Reasons to be hopeful for economy 2010

recessions

I was looking at the scale of previous recessions. The current recession, which technically ended last quarter with a 0.1% rise in GDP, is the second worst on record.

I was surprised to find that in the Great Depression, UK GDP only fell 10%. However, it is somewhat misleading. The UK economy struggled in the 1920s (due to deflation and overvalued pound – see: Economics of the 1920s). Thus, unemployment was already high at the start of the Great Depression. In the US, output fell 30%, but, there was higher growth in the 20s and in the mid 1930s there was a strong recovery before the second recession of 1936.

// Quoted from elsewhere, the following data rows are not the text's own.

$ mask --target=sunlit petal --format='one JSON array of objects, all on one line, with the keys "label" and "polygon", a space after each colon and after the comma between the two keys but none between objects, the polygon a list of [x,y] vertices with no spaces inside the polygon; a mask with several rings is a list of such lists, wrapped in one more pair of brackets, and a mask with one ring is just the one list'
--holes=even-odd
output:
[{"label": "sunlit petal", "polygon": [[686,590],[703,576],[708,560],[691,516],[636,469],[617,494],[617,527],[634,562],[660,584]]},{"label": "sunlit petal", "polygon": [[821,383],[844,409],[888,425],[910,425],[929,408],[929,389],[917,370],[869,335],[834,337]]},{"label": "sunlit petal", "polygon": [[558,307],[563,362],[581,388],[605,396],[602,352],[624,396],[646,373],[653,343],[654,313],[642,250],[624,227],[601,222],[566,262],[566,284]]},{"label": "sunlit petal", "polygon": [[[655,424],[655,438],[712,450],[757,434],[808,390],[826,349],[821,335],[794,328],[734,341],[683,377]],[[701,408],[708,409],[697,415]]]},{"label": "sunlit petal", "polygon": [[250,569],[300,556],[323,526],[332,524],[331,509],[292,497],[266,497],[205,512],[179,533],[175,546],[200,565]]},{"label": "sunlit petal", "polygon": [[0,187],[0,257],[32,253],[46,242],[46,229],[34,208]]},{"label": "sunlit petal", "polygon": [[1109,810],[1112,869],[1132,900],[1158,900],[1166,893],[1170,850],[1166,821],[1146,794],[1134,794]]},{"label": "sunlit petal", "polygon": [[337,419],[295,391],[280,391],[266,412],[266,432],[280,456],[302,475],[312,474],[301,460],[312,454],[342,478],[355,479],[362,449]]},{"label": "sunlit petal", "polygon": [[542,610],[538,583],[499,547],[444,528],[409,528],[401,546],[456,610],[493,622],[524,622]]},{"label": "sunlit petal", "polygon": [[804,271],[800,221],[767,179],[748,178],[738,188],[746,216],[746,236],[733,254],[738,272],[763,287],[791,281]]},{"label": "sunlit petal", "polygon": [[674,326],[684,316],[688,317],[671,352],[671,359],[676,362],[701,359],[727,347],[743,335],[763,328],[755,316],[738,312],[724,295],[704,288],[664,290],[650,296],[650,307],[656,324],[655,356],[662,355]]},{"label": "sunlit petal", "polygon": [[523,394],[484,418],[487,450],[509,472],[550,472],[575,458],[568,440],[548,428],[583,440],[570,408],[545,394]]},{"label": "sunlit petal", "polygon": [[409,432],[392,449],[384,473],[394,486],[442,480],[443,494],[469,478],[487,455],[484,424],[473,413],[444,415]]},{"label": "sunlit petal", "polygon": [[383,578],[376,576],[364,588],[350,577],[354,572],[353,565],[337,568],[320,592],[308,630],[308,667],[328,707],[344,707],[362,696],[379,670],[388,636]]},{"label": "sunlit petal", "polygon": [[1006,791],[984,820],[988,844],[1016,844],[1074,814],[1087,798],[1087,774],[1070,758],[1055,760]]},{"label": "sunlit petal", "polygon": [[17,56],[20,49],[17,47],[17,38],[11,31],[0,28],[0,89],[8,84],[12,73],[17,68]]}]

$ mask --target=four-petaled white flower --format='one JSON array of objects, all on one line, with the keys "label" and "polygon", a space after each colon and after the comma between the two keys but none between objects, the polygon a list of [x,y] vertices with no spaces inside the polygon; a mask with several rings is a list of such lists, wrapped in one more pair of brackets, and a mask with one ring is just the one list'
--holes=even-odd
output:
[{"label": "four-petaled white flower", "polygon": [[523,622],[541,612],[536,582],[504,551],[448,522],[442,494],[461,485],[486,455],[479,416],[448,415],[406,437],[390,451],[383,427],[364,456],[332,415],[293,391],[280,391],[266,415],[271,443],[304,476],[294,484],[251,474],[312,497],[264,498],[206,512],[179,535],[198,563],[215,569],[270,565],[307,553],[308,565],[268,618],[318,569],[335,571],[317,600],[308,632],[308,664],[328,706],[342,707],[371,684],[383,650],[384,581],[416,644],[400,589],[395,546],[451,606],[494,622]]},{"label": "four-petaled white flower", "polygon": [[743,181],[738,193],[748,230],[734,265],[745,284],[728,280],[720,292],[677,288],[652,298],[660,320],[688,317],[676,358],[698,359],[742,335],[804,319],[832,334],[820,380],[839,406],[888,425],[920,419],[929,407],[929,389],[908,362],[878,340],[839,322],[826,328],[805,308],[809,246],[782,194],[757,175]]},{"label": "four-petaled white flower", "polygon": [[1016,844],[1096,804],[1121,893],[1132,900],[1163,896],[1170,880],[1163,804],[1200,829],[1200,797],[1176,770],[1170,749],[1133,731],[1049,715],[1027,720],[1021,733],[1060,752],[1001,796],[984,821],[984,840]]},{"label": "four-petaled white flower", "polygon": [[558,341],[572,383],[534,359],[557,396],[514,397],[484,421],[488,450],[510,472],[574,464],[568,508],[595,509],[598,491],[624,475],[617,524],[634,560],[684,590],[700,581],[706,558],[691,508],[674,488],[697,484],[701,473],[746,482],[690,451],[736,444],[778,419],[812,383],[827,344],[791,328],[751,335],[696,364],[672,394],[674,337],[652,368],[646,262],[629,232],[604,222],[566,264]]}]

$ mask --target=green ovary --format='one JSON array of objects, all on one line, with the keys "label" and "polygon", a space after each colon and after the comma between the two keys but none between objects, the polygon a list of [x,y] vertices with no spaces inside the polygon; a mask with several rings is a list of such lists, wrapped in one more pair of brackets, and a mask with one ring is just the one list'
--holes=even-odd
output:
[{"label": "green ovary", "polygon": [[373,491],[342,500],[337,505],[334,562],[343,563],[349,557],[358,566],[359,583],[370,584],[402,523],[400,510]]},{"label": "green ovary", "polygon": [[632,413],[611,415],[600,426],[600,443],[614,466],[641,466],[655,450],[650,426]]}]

Anyway there are some signs to be more optimistic about the UK economy in the forthcoming year.

Manufacturing Output. The PMI manufacturing survey from the Chartered Institute of Purchasing and Supply/Markit gave a main reading of 56.7 for January (50 indicates expansion). This is the highest reading since 1997. (link) This indicator is forward looking and gives an indication manufacturing output is likely to be growing in 2010.

Housing Recovery. House prices increased strongly in January (1.2% according to Nationwide). This growth in house prices will be welcomed by homeowners and banks (though not first time buyers still struggling with expensive prices)

Depreciation of Sterling Will help UK trade. The Depreciation in the value of the Sterling has, so far, had little impact. However, as the global economy recovers, the more competitive UK goods should help boost exports and lead to a more rounded economic recovery than just the usual consumer led recovery.

There are, of course, other reasons to be less optimistic – for example, the deflationary fiscal effect that will come from tackling the budget deficit. But, unless there is a real mess up, a double dip recession is unlikely at the moment.

Problems facing UK economy 2010

UK economy 2010

1 thought on “Reasons to be hopeful for economy 2010”

  1. Why should there be a “the deflationary fiscal effect …. from tackling the budget deficit?”

    At the moment we are financing too much government spending from borrowing. When government borrows from the private sector this is deflationary, though this is approximately cancelled out by the reflationary effect of spending this money.

    If government replaces the borrowing with tax, then roughly speaking there would be no reflationary or deflationary effect. (The alternative is to cut spending and borrowing, but let’s stick with “cut borrowing and raise tax” for illustrative purposes.)

    If there WAS a slight deflationary effect from “cut borrowing and raise tax”, that’s no problem: just reduce tax a bit and leave spending constant.

    Of course the latter involves printing money. But so what? If a reflationary effect is needed, and inflation is well under control, then finance a bit of spending with printed money.

    If inflation is NOT well under control, then that is a problem for “borrow and spend” just as much as it is a problem for “tax and spend”. I.e. the problem is not specific to printing money.